Bakteri, bersama-sama dengan jamur dan virus dapat menyebabkan banyak penyakit
kulit. Infeksi bakteri pada kulit yang sering dijumpai adalah pyoderma. Pyoderma adalah
infeksi kulit akibat bakteri. Infeksi kulit terjadi saat integritas permukaan kulit telah rusak.
Kulit mengalami maserasi akibat pemaparan kronis dari tempat yang lembab, kemudian
flora bakteri kulit berubah, sirkulasi di kulit rusak, dan terjadi kerusakan terhadap
kekebalan. Sebagian besar kasus pyoderma disebabkan oleh Staphylococcus
intermedius, juga dapat disebabkan oleh Pasteurella multocida. Kejadian pyoderma yang
dalam merupakan komplikasi dengan bakteri gram negatif seperti Escherichia coli,
Proteus sp, dan Pseudomonas sp.
Kemudian ada lagi pengertian lagi yang mengatakan bahwa Pioderma adalah infeksi kulit
yang disebabkan oleh staphylococcus aureus atau streptococcus beta hemoliticus.
Pioderma itu berasal dari kata pio dan derma. Pio berarti nanah, dan derma berarti kulit,
dengan kata lain artinya kulit bernanah. Nanah dalam pioderma berisi bakteri hidup dan
bisa menular. Pioderma yang merupakan infeksi bakteri pada kulit ini dapat bersifat
superficial (hanya sebatas di epidermis) atau profunda (lebih dalam mencapai dermis).
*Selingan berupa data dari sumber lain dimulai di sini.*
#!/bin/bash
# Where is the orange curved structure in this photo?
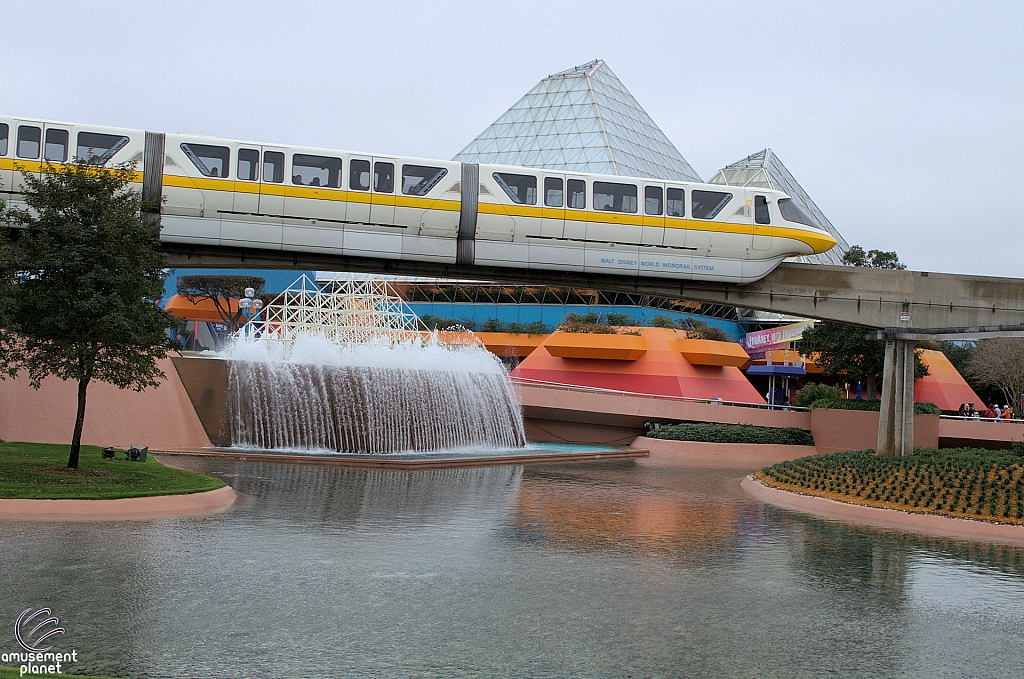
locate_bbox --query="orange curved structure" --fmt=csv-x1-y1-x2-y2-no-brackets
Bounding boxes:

Pioderma adalah penyakit kulit yang disebabkan infeksi bakteri pada folikel (akar) rambut
di kulit yang disebabkan oleh bakteri staphylococcus. Jadi pioderma adalah terminologi
umum untuk penyakit-penyakit infeksi kulit yang disebabkan oleh kuman (bakteri),
terutama Streptococcus beta hemolyticus atau Staphylococcus aureus.
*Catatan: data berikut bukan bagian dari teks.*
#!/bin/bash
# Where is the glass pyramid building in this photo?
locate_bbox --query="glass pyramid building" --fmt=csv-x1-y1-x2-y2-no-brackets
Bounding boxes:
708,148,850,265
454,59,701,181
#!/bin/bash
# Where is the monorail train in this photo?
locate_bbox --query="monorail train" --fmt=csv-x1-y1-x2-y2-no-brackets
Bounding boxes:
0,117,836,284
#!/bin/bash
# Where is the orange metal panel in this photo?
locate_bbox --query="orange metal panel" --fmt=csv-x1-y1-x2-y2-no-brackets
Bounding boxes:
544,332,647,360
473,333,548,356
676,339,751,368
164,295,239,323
(Resnick SD. Staphylococcal and Streptococcal skin infections: Pyodermas and toxin-
mediated syndromes. In: Harper J, Oranje A, Prose N, editor. Textbook of pediatric
dermatology. Edisi 2. Oxford: Blackwell ScienceLtd:2006 .p.455-8.
Surabaya.200
Etiologi
Penyebab yang utama ialah Staphylococcus aureus dan Staphylococcus B hemolitikus.
Penyebab pioderma adalah infeksi bakteri pada folikel (akar) rambut di kulit, yang
disebabkan oleh bakteri misalnya Staphylococcus aureus yang merupakan sel-sel
berbentuk bola atau coccus Gram positif yang berpasangan berempat dan berkelompok.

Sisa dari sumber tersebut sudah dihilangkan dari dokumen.